Not that it would have helped. After repeated requests for medical attention, Aiello was finally taken to a dermatologist for a biopsy -- in January 2013, almost a year after first going to jail. That biopsy showed the jailhouse doctor had misdiagnosed the lesion as melanoma. It was actually basal cell carcinoma.

"This one was a more aggressive form of cancer," Bruce Prober, Aiello's attorney, tells New Times. "The cancer grew three times what it would have would it had been treated immediately." It also turns out that the cream he was originally handed for the "melanoma" wasn't even an effective treatment for that type of cancer, the lawsuit claims.

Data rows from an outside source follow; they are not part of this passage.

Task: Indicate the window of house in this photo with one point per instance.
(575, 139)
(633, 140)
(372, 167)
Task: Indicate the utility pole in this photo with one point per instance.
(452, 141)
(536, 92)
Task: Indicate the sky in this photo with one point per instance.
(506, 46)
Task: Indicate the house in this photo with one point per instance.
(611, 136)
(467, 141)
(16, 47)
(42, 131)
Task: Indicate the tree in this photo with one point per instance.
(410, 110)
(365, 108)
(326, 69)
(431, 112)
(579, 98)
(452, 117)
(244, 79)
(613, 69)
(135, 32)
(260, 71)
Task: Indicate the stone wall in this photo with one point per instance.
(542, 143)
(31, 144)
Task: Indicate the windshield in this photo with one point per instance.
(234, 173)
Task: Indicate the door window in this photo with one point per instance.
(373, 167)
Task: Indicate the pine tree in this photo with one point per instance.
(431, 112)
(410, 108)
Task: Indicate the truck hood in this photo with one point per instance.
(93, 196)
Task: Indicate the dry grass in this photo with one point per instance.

The lesion was eventually surgically removed in April 2013. A month later, Aiello developed a painful cyst on his lower back. Again, his repeated calls for medical attention allegedly went unheard. So much so that in October 2013, his attorney petitioned a judge on his behalf. "The circuit court judge ordered BSO medical to examine him and provide treatment," Prober tells New Times. "The order wasn't followed. He was ignored."

The lawsuit says Aiello's cyst wasn't removed until after he was released in January 2014. The complaint claims that not only did Armor misdiagnosis Aiello, but that his delayed treatment constitutes a civil rights violation.

"Armor is invested with the responsibility to provide the same standard of care as if the patient went to the hospital," Prober says. "This is way below the standard."

This isn't the first time Armor has been hit with charges stemming from patient care. The Miami-based company, which provides health services to jail systems around the state, has been named in numerous lawsuits. This includes a $1 million settlement involving a Tampa man who died in the Hillsborough County Sheriff's custody. Allen Daniel Hicks Sr. was left alone for 36 hours while suffering a deadly stroke. Armor was also targeted by the family of a mentally ill Broward man who died in BSO custody in 2012.

This track-record, however, didn't keep BSO from renewing the well-connected Armor's contract in February 2014.

BSO declined to comment on the pending litigation. A representative for Armor sent along the following statement:

Armor Correctional Health Service's policy is to strictly adhere to medical protocols for individual situations, diagnoses and incidents. Due to Federal HIPAA regulations and the filed litigation, we cannot comment specifically on the patient's case but our medical records certainly do not confirm what is alleged.